Help me..?

Loneliness, Depression & Relationship Forum

Help Support Loneliness, Depression & Relationship Forum:

This site may earn a commission from merchant affiliate links, including eBay, Amazon, and others.

Rayri

Well-known member
Joined
Sep 1, 2011
Messages
350
Reaction score
0
Location
꿈 속에서
How do you cry ? i cannot cry any more. It is very rare occasion that i do. i sit and make noises and try to fall deeper into the sadness, but not even a tear slips out. Then i feel embarrassed and just stop. i want a good cry right now..i think it would do me some good. Please help.
 
This is a diffcult one. I have had times when I have been full of feelings but been unable to cry and it is so painful when this happens, because you feel that there is so much damned up inside you. I usually find that the tears do eventually come, though. How long have you been feeling like this? Have you been criticised for crying in the past?
 
I find that when the tears dont come there is usualy another emotion that needs to come out first. For me it is rage, so i go for a ride and scream until i have no voice...then the tears come. Sometimes not enough though. Something inside of me seems to block this... because when i let myself cry i may loose controle and go deeper in the sadness, thatis dangerous for me (suicidal).
There are so many reasons that could prevent you from crying. Like tiina said beeing criticised about it is also a very strong blocker.

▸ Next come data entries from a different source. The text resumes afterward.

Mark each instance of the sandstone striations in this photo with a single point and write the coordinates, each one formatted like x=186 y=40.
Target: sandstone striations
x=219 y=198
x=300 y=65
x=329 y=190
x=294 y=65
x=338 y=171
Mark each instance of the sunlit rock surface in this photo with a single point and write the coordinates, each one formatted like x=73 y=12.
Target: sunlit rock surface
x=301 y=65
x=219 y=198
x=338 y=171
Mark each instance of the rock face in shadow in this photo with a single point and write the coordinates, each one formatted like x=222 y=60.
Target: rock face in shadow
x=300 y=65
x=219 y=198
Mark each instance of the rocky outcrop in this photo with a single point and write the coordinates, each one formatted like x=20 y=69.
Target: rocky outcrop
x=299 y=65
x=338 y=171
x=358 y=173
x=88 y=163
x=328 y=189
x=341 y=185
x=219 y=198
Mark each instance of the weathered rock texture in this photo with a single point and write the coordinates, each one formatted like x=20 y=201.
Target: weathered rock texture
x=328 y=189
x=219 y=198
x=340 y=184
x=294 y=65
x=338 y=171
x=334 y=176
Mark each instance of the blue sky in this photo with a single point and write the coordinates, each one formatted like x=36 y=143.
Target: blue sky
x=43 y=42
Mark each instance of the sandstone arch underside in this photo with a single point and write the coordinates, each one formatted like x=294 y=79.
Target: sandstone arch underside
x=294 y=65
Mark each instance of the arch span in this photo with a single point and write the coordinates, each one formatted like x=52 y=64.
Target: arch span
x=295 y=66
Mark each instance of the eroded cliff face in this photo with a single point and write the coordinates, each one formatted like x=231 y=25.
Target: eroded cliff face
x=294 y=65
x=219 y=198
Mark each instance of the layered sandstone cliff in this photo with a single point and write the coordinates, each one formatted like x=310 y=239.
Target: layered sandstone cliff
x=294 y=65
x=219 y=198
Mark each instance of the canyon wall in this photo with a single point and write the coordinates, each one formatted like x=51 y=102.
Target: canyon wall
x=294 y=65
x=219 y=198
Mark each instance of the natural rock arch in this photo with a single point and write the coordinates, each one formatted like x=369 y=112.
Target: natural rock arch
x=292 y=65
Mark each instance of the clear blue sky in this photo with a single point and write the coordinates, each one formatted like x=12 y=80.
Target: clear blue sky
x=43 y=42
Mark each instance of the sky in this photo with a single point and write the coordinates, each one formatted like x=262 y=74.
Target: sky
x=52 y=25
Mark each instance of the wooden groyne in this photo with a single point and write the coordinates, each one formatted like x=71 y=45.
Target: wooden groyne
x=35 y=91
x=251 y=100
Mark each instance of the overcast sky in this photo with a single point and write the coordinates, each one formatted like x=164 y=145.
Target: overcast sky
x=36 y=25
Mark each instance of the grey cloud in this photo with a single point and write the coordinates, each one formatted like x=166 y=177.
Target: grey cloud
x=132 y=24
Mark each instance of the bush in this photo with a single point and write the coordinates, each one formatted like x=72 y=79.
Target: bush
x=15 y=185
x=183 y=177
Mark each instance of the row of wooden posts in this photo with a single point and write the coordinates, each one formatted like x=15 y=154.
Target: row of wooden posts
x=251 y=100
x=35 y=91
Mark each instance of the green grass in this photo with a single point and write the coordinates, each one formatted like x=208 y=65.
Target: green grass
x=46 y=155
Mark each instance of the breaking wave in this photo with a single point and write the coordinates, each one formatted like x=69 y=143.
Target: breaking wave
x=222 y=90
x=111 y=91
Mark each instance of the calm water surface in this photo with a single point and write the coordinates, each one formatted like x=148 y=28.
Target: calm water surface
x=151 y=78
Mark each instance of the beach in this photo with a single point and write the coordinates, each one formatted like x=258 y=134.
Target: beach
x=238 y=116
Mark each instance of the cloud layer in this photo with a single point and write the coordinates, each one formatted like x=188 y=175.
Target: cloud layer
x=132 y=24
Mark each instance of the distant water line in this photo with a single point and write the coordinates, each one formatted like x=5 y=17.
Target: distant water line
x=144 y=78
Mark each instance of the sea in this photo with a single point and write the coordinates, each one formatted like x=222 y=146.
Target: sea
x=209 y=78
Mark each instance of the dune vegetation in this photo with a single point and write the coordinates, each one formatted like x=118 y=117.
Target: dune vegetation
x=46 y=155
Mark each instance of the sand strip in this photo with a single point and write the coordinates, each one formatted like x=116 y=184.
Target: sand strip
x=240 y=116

Just to say though, i have heard that some people who are dehydrated cannot produce tears...maybe all you need to do is drink water lol.
Take care
 
I don't know how to cry... sometimes I feel like crying so much but just can't... and then it almost feels worse when a few tears come out but then nothing else. I'm a little wary about saying this, but the last time I really really cried was when I got drunk with a few friends about a week ago. I wish I could just cry when I need to though.
 
I generally tend to have a fairly emotional breakdown or cry particularly when it comes to failing something that's important in my life and for me, that goes down to failing certain units or studies in general I should be passing in University. Hell, it's even worse when parents and such start to get frustrated over your fails and then tears start to come over yourself, feeling lost with life and society.

As for advice how to cry, I start off getting all frustrated and depressed about the issue first up and as soon as that happens, especially if it's an important, drastic issue, tears may drop from there. Otherwise, I don't know if that helps you or not. Sorry.

 
Inducing crying will not help you, because you know that you had to manufacture your tears. Crying must be a natural response to certain emotions. It cleanses the soul. Perhaps the reason you want a "Good Cry" deserves further study.
 
OP I have exactly the same thing I simply cannot cry much. Once in about 2 years now. At least you are not the only one. Maybe extra sad music might help you but does not work for me anyway
 
i feel embarrassed because i just feel like God is looking down at me. (Stupid i know) i got a few tears out last night. i just ran back over all the things that made me feel so depressed and i got some out. But just as you guys said, not enough. i've tried sad music...felt embarrassed again :p i tried trying to feel more depressed. It helps sometimes. i should try to get the anger out. i bet that would help. i just realized that i tend to want to cry when i am upset and around people. My eyes get watery and i feel my throat tensing, like i am preparing for a breakdown. Maybe that's me trying to tell myself that i want those around me to see how i feel and help...?? i don't know.
 
I can almost cry whenever I want to, its actually a pretty good skill, for an actor anyways. It helps if you are deep, in touch with your emotions, care about stuff, and are able to see and reflect on the all the sorrow out there. It's not the desire to cry that deserves further study, most likely it is a fear that one is becoming cold, heartless, indifferent, and inhuman.

I know what you mean though. When my dad shot himself when I was 16, I wanted to cry, but I couldn't. I was upset that I could not cry and wondered at how heartless I seemed to myself. I understood in my mind that this was the kind of wound that started off soft and would only get worse over time.

Something that may help, and some songs that might do the trick:

Imagine you are completely trapped and forsaken inside of a strange place, or haunted museum. Left there over the weekend, locked inside somehow. There is no food, but I'll give you a water fountain and some bathrooms. It's going to be a dark and lonely weekend. The second one is from THE album that activated my dreamy deeper side back when I was thirteen.

[youtube]66mghzJCY2s[/youtube][youtube]jwAop6MVxa4[/youtube]
[youtube]1gMxKBLftq4&ob=av2n[/youtube][youtube]7irynJtKI4I[/youtube]

Not sure why I thought of this one, but it is a sad song. This last one is a topic that may also be of some interest. Raising your vibrational frequency. High vibration, is not something I can explain. It sort of feels like a powered up super saiyan transformation, only entirely emotional and spiritual. I'm not buying the whole ascension thing, but at least it had a nice song and video instead of a bunch of talking.